And if z = x + iy how is cosh(z) = 0 impossible? Do you know the formula for the inverse hyperbolic cosine? Have you tried using it?
 
How about using

[tex]\cosh\left(a+b\right) =...?[/tex]

That is addition theorems in hyperbolic trigonometry.

Daniel.
 
d_leet said:
sinh(z) = 0 is somewhat trivial z = 1 is an obvious solution.
I'm fairly sure that you mean z=0 ;)

To the OP, you should use dexter's hint, and remember that a complex number is zero only when its real and imaginary parts are both zero.
 
dextercioby said:
How about using

[tex]\cosh\left(a+b\right) =...?[/tex]

That is addition theorems in hyperbolic trigonometry.

Daniel.
Remember also that cosh(iy) = cos y and sinh(iy) = i sin y
 
En_lizard said:
cosh z=0 where z= x + iy

we can solve this equation since its imposible coshz=0, is it right?

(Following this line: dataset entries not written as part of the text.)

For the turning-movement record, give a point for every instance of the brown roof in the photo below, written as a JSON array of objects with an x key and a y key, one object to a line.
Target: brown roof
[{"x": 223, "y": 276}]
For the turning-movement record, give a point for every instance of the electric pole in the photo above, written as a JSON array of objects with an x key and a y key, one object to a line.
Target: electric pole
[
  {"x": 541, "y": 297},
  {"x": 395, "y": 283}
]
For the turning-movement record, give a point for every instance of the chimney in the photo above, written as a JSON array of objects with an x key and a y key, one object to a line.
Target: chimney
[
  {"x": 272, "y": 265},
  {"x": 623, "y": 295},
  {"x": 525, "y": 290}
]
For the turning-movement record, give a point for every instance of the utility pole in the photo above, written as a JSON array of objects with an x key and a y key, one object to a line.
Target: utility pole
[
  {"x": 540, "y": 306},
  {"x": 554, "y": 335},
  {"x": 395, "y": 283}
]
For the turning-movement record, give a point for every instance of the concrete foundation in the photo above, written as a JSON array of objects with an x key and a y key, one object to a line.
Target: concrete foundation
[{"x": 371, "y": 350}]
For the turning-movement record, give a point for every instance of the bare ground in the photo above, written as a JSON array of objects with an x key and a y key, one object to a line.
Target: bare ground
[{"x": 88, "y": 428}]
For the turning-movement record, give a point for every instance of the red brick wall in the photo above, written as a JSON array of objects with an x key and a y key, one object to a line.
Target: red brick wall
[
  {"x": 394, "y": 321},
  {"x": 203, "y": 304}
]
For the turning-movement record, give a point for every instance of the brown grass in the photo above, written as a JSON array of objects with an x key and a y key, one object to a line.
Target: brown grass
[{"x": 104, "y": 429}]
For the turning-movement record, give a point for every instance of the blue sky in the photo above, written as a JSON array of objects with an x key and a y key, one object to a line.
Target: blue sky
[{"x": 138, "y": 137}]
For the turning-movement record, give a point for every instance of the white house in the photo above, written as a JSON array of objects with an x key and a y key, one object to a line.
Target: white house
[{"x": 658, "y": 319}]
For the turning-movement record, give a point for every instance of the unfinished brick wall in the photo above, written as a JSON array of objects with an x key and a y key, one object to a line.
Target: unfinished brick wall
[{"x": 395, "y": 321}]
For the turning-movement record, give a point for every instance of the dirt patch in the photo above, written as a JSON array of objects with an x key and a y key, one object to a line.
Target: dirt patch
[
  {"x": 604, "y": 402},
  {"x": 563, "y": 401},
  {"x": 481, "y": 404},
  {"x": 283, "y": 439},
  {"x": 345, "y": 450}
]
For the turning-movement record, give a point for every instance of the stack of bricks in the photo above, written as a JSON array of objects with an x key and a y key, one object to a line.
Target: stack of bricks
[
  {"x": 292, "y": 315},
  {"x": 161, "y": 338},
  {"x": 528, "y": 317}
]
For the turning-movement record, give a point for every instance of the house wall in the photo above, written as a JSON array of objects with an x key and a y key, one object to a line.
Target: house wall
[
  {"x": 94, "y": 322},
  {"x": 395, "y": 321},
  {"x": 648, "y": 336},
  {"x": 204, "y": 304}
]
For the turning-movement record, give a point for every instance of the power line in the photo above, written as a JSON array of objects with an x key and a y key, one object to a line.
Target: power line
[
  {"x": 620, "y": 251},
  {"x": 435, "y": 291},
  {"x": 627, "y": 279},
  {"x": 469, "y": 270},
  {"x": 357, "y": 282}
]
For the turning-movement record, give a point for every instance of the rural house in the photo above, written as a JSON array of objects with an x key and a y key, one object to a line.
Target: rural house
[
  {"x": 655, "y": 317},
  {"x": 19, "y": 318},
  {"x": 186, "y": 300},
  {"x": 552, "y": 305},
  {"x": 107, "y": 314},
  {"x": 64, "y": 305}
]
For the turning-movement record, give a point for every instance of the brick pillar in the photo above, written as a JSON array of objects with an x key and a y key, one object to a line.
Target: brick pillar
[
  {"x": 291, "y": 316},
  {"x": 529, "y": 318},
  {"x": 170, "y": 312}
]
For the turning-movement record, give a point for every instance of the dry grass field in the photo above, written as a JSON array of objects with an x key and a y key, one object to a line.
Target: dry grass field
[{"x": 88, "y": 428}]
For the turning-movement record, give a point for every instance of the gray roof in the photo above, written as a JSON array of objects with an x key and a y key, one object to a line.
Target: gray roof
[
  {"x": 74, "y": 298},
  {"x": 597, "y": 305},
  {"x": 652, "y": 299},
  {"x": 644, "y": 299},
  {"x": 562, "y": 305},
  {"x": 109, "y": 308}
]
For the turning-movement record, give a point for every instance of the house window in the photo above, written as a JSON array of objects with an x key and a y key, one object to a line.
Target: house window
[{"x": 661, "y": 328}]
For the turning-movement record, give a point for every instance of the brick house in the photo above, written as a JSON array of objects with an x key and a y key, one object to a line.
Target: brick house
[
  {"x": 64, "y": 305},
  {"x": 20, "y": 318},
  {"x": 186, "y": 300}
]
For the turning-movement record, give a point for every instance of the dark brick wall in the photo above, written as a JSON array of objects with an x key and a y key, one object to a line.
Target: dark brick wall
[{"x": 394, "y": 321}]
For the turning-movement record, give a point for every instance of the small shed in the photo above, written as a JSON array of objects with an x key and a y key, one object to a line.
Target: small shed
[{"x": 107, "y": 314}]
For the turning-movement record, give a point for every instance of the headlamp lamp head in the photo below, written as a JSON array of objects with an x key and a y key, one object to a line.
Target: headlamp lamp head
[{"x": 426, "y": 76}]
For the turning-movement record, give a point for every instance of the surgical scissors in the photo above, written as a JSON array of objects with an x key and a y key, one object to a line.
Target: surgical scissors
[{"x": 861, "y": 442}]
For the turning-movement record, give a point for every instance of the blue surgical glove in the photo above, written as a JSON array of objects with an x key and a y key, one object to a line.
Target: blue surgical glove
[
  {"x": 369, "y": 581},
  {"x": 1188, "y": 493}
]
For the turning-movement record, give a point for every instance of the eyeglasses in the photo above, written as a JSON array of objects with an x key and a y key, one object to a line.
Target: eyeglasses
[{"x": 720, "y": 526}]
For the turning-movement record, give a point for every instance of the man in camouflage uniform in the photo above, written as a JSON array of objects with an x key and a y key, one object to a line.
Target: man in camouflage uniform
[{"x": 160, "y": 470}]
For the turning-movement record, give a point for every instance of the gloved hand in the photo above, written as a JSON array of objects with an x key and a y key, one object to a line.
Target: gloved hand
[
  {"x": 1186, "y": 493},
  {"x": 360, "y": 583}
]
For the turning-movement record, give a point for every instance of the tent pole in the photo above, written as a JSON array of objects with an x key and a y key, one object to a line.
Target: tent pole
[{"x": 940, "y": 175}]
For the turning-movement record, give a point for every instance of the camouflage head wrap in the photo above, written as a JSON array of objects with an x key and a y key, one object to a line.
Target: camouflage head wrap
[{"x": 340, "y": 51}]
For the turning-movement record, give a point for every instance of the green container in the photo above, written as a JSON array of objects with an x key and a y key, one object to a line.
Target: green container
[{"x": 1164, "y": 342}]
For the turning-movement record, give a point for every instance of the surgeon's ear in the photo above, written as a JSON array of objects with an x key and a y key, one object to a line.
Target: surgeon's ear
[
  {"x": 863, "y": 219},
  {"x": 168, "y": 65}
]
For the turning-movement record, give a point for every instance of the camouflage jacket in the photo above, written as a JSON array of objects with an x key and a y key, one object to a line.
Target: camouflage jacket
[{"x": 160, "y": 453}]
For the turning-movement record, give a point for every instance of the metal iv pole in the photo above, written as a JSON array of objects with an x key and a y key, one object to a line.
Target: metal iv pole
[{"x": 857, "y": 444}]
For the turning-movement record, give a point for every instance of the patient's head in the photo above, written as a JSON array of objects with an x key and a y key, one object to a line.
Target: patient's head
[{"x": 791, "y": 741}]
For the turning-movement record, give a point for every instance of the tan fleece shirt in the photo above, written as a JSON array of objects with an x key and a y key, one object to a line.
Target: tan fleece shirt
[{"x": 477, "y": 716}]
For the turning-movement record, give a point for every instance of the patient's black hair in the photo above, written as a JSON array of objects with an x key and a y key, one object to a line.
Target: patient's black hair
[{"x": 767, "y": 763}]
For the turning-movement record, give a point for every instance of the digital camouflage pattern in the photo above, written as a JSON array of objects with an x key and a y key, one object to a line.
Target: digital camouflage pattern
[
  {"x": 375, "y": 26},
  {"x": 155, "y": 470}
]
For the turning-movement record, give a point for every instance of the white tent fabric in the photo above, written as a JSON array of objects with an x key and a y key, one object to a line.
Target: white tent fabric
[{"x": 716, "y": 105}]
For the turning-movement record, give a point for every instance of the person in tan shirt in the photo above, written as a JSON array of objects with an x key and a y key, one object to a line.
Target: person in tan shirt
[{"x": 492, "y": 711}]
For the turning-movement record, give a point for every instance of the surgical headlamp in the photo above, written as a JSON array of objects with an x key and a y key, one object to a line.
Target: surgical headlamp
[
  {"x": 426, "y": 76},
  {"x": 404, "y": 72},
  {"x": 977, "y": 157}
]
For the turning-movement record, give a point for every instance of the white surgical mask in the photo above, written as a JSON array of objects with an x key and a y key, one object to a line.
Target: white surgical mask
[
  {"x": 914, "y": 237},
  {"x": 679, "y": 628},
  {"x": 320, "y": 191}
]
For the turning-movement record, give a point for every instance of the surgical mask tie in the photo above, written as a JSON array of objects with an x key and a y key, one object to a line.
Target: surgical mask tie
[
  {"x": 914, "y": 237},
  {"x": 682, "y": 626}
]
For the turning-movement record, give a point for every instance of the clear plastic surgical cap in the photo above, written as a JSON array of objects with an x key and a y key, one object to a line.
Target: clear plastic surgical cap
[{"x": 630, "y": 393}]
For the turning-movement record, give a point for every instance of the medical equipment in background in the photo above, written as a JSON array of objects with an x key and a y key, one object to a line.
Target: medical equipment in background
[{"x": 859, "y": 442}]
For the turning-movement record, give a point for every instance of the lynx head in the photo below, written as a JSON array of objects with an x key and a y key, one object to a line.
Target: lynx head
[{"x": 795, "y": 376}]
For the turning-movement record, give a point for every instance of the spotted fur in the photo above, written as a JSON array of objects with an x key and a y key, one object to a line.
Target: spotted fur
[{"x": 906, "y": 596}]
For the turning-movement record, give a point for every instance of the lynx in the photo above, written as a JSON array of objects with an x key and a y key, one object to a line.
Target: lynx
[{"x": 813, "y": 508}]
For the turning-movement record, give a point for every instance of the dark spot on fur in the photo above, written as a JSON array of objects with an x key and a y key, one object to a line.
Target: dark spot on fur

So something is 'sovable' but 'impossible'? that makes no sense.

In any case the notion that cosh(z) is always positive (greater than 1) is only true if we restrict to z a real number, which is expressly not what is happening here.
 
matt grime said:
So something is 'sovable' but 'impossible'? that makes no sense..
that was a typo!:frown:
it never occurred to e that some people might think of as a stupidperson who'd say such a illogical thing.:eek:
 
But which of the parts is the typo? that is what you're supposed to understand by my comment.
 
cosh (x+iy)=0
cosh x cosh iy + sinh x sinh iy = cosh x cos y + i sinh x siny =0

therefor:
cos y = 0 : y =(2n+1) [tex]\pi/2[/tex]
sinh x =0 : x=1
sin y =0 : y= 2k [tex]\pi/2[/tex]

is it right?
 
  • #10
Try to solve the "sinh x=0" again. You've got a wrong answer.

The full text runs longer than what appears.